Russia’s FSB security service announced on Friday that U.S. citizen Eugene Spector was sentenced to 15 years in prison for stealing biotechnology secrets for the Pentagon.
“The American, acting in the interests of the Pentagon and a commercial organization affiliated with it, collected and transferred to a foreign party various information on biotechnological and biomedical topics, including those constituting state secrets, for the subsequent creation by the U.S. of a system of high-speed genetic screening of the Russian population,” the FSB said.
Russian media accounts of the trial did not indicate whether Spector pleaded guilty or innocent. The FSB usually announces when a defendant pleads guilty or confesses under interrogation.
Spector, born under the name Yevgeny Mironovich in Leningrad (now St. Petersburg) in 1972, moved to the United States and became an American citizen, but later moved back to Russia and became a top executive at a medical equipment conglomerate called the Medpolymerprom Group. The company specialized in producing cancer drugs.
In 2020, Spector was charged with facilitating bribes for Anastasia Aleseyeva, an aide to former Russian Deputy Prime Minister Arkady Dvorkovich. A Moscow court convicted him on bribery charges in 2021 and sentenced him to 3.5 years in prison, while Aleseyeva was sentenced to 12 years.
Spector was additionally charged with espionage in August 2023, although the details of those allegations have been kept secret until now. He was sentenced to 13 more years in prison by Moscow City Court in a closed-door trial on Tuesday, bringing his total sentence up to 15 years.

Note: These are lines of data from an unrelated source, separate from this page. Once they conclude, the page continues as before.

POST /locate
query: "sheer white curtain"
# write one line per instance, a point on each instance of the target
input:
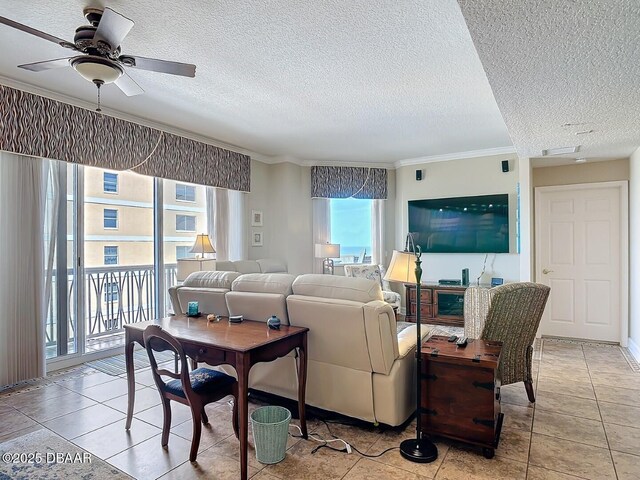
(377, 233)
(22, 279)
(321, 229)
(238, 243)
(225, 219)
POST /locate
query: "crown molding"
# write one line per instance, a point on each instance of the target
(29, 88)
(456, 156)
(275, 159)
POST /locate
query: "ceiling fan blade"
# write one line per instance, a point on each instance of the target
(128, 85)
(113, 27)
(162, 66)
(35, 32)
(46, 65)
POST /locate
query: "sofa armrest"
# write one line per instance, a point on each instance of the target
(382, 339)
(407, 341)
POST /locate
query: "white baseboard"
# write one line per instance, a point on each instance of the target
(634, 348)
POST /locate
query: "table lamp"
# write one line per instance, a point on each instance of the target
(202, 245)
(186, 266)
(327, 251)
(418, 449)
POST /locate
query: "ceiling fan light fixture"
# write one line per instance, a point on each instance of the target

Olga Romanova, leader of a human rights group called Russia Behind Bars, told the New York Times (NYT) on Tuesday that Spector’s vague espionage charges and closed-door trial followed “exactly the same pattern” Russia has taken with other foreign nationals it planned to use for prisoner exchanges.

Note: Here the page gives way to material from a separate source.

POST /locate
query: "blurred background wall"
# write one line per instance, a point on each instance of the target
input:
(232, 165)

The Russians like to slap heavy prison sentences on such individuals right before trading them with foreign governments, to deflect accusations that they simply took convenient foreigners hostage. Wall Street Journal reporter Evan Gershkovich, freed in a major prisoner exchange in August 2024, was an example of a captive who was loaded down with a heavy sentence for flimsy espionage charges right before he was released.